If you stay totally off caffeine for a couple of weeks you can make it work for you again. You will go through a nasty headache of withdrawal, but once you have kicked it, a very little caffeine will give you a decent effect again.
 
MirrorTodd said:
Is anyone here caffeine tolerant? In order for caffeine to affect me, I have to drink copious amounts of that stuff and when I say copious I mean like a dozen cups of coffee. Red bulls do nothing for me either. The only thing that has worked for me were these pills called stacker 2. If I took them on an empty stomach, then I was bouncing of the walls and my mood was on cloud 9. However, you'd probably die if you took them everyday just to stay awake, they're supposed to be fat burning.


Kinda.
It gives me just enough to keep from falling asleep. I'm still tired and groggy, but when it's time to sleep, I can't. Then the next day I'm even more sleep deprived. It's a viscious cycle so I stay away from caffeine and rarely ever have it.

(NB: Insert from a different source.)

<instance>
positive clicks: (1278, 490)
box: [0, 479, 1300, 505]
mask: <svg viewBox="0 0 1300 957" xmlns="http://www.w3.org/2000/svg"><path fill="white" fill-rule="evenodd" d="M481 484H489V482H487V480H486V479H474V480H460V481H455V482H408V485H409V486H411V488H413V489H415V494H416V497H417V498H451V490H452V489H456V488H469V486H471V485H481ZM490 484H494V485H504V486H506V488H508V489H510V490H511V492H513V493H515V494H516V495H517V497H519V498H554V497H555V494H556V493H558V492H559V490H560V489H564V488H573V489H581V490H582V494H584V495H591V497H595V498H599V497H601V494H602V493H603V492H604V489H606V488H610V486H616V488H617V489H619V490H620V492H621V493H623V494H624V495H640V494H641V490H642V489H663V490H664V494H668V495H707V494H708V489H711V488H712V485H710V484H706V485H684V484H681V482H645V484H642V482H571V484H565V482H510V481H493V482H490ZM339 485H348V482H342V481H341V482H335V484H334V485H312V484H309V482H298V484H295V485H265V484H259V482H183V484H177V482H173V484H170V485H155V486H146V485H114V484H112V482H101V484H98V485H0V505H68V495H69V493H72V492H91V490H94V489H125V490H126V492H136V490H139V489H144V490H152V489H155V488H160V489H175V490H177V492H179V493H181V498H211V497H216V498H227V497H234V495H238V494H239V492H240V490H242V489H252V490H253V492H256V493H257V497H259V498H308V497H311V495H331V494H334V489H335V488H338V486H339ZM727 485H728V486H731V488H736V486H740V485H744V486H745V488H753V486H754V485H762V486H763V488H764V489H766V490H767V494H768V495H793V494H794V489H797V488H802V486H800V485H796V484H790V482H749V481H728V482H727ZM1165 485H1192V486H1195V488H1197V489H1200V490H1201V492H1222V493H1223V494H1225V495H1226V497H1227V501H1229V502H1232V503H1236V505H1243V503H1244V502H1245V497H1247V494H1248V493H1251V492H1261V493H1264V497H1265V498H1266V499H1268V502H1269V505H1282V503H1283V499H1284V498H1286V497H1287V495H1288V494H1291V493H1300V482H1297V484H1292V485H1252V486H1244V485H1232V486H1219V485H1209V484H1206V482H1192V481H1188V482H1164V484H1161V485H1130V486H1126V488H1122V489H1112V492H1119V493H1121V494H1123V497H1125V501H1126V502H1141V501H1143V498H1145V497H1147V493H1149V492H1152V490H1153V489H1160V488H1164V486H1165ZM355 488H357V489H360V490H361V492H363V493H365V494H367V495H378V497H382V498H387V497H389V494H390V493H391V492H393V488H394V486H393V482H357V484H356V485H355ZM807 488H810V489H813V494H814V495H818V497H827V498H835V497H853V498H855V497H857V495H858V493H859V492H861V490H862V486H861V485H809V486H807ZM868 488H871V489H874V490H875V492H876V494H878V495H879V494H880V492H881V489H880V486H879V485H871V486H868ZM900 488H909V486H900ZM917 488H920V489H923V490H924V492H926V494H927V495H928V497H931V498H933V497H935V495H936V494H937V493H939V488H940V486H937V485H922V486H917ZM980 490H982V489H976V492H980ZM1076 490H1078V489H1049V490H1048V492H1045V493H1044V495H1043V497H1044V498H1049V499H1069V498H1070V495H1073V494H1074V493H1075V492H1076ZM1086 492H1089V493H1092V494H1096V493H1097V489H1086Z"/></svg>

I would imagine the energy drinks would have more caffeine than other drinks, but I can sleep at night.
 
Wackie said:
Kinda.
It gives me just enough to keep from falling asleep. I'm still tired and groggy, but when it's time to sleep, I can't. Then the next day I'm even more sleep deprived. It's a viscious cycle so I stay away from caffeine and rarely ever have it.

I would imagine the energy drinks would have more caffeine than other drinks, but I can sleep at night.

I personally prefer tea. It's milder and there is more of a variety in flavor. You should try it some time.